04 julho 2005

Souza & Lima

Ontem fui a um jantar na casa e um casal de amigos que se uniram recentemente e recebiam amigos para mostrar a casa nova. Lá conheci um casal de senhores que vivem em simplicidade doméstica, casados há mais de meio século. O que me chamou atenção neles a princípio foi sua discrição e o carinho com que conversavam um com o outro, de mãos dadas, quietos a um canto da sala. Não tardei em me apresentar a eles sem constrangimento. Depois de alguns minutos já conversávamos animadamente segurando as mãos, como velhos amigos, eu fazendo inúmeras perguntas, como é meu feitio, e ouvindo as explicações fartas de detalhes. A figura daqueles dois tanto me impressionou que resolvi escrever sobre eles, para não me esquecer deles.

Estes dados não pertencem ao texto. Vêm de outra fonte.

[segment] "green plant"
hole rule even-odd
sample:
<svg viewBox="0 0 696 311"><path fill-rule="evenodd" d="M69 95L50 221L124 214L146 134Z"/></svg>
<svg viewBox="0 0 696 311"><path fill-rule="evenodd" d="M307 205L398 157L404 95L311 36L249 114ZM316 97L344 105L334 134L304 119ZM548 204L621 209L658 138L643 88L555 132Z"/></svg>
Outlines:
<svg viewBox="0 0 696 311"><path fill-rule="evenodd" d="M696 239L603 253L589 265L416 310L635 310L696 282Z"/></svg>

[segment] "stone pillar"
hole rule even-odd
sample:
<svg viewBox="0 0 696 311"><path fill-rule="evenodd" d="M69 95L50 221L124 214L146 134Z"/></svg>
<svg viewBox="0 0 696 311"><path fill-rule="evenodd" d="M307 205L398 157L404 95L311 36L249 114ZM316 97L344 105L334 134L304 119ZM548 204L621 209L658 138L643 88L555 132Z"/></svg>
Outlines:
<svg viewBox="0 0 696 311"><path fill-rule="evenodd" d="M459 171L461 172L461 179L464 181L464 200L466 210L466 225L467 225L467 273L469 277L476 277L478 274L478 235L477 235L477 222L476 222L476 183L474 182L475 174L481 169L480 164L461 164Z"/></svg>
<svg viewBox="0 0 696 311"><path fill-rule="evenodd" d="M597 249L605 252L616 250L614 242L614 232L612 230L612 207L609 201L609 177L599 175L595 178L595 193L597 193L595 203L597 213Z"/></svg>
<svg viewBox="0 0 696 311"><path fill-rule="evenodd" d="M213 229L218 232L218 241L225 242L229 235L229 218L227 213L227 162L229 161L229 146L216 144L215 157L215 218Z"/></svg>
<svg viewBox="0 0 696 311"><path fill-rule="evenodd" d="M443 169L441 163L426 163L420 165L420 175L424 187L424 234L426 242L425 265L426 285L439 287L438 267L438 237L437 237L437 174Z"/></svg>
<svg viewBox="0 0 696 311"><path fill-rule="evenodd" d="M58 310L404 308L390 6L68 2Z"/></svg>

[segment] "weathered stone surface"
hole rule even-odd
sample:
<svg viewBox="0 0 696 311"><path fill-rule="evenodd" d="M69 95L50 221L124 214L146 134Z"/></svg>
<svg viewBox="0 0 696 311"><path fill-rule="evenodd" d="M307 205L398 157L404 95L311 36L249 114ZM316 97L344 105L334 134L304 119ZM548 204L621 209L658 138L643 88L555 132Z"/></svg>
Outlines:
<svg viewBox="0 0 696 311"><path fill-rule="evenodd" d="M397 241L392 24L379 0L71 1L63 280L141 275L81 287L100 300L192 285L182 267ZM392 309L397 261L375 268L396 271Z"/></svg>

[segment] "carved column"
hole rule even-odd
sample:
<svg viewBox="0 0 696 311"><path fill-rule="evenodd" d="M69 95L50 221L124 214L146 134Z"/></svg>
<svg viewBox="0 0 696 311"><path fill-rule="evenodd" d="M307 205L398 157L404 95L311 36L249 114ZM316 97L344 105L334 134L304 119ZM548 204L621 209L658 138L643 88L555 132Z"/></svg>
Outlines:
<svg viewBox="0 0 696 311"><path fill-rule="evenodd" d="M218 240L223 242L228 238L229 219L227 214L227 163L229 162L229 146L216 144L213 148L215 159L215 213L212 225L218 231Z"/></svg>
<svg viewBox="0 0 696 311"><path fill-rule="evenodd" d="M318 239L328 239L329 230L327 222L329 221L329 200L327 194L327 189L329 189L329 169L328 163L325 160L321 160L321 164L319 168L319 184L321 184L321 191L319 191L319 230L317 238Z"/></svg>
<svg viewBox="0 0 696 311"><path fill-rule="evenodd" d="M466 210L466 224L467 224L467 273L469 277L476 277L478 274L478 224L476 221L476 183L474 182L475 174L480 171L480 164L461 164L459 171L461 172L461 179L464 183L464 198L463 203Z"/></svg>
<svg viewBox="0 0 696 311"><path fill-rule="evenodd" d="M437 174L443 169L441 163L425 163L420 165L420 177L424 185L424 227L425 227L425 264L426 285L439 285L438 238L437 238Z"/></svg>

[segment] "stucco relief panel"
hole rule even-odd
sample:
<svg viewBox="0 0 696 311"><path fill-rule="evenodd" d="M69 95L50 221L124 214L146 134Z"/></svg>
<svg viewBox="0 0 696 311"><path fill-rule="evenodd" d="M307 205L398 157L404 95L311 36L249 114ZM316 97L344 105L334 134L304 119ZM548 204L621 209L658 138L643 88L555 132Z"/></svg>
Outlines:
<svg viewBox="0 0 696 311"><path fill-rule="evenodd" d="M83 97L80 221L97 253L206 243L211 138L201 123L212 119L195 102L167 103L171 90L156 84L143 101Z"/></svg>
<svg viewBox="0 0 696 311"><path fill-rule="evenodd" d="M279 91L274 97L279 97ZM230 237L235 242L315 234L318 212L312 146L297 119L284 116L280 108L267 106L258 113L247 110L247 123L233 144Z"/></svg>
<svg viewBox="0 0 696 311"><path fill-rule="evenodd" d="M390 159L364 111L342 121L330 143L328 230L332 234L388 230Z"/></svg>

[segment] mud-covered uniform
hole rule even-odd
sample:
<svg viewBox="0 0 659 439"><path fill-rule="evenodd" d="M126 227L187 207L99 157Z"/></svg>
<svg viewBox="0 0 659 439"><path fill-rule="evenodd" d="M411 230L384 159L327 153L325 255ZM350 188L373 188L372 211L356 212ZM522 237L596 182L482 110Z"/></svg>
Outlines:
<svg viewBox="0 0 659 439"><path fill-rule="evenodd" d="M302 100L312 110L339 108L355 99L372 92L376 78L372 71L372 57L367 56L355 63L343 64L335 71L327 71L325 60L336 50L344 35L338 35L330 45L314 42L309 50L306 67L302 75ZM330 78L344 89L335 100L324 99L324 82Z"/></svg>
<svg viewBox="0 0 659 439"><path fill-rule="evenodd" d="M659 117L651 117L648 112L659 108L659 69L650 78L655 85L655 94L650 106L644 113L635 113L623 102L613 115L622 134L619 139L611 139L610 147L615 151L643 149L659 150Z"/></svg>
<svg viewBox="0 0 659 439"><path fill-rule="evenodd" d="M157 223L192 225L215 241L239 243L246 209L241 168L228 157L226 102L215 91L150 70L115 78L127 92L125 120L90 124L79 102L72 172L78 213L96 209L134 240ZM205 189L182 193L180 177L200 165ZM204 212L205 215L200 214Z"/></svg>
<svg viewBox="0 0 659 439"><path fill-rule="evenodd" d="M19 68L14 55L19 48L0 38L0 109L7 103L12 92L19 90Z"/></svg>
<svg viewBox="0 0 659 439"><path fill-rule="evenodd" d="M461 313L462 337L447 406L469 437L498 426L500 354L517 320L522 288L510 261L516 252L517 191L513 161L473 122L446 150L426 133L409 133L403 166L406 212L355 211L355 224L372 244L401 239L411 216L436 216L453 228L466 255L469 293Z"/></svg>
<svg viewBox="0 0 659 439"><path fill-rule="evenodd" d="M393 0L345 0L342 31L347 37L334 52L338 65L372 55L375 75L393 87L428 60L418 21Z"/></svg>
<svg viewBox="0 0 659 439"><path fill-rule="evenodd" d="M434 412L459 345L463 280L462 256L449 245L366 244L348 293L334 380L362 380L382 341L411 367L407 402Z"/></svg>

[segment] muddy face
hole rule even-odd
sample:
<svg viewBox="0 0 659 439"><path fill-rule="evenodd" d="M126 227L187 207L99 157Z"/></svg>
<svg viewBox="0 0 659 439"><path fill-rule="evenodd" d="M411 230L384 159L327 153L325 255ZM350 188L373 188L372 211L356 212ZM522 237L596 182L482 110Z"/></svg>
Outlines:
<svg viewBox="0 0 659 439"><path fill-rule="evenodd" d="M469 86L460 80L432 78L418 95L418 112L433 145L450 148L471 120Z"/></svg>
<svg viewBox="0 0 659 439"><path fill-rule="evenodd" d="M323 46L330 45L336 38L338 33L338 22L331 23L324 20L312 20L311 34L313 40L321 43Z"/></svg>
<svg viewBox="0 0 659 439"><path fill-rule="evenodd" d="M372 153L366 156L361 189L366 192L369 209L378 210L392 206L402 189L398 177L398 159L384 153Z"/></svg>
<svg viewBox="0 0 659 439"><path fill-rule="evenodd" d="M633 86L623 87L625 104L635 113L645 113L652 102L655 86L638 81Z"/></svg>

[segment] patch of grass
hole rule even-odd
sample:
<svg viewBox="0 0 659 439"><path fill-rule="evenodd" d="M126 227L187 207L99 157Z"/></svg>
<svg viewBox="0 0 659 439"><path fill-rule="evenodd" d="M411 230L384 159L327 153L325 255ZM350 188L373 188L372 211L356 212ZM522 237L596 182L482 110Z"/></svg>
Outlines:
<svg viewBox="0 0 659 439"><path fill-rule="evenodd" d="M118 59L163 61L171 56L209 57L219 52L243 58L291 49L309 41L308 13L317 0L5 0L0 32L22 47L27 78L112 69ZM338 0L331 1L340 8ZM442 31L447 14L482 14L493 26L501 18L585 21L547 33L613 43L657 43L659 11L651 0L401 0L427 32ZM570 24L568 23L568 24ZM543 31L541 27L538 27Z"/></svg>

Eles se conheceram em 1953 quando o mais velho, que chamarei Sr. Souza tinha 37 anos e o mais jovem, Sr. Lima contava apenas 17. Sr. Souza estará completando 88 anos em breve e seu companheiro, 68. Ainda lúcido – a despeito de ocasionais repetições - e altivo e de aparência saudável, o mais velho trajava um surrado terno escuro e seu companheiro usava roupa bem mais social. O encontro dos dois foi muito engraçado, e eles contam os dois juntos, às gargalhadas, falando ao mesmo tempo, um completando a frase inacabada do outro. “Quer saber como nos conhecemos?” perguntaram. Quem não gostaria?, pensei. Lima era aprendiz de desenhista e trabalhava em um escritório situado em um prédio ao lado do banco de que Souza era gerente, na esquina da Rua da Assembléia com Quitanda, centro do Rio de Janeiro. Um dia Souza precisou ir lá por algum motivo. Mal entrou e viu Lima abrindo uma porta com o cotovelo, pois nas mãos carregava uma bandeja cheia de lápis e materiais de desenho. De repente Lima se virou e deram os dois um encontrão daqueles e tudo voou pelos ares e caiu espalhado no chão. Sr. Souza prontamente se desculpou e se abaixou para ajudar a catar o material do outro. Só quando haviam terminado é que ele olhou para o rosto garoto e estremeceu, “era uma flor de formosura, uma candura no olhar, uma beleza casta de um anjo de Boticcelli que até então eu só julgava existir nas revistas de cinema. Os cachos de cabelos loiros lhe caiam sobre a fronte, lindamente adornada com aquele par de olhos azul da cor do mar”. Que engraçado alguém descrever o rosto de um rapaz com estas palavras, pensei. Hoje se alguém as usasse, eu jamais idealizaria um rosto atraente. Enfim... Foi amor à primeira vista.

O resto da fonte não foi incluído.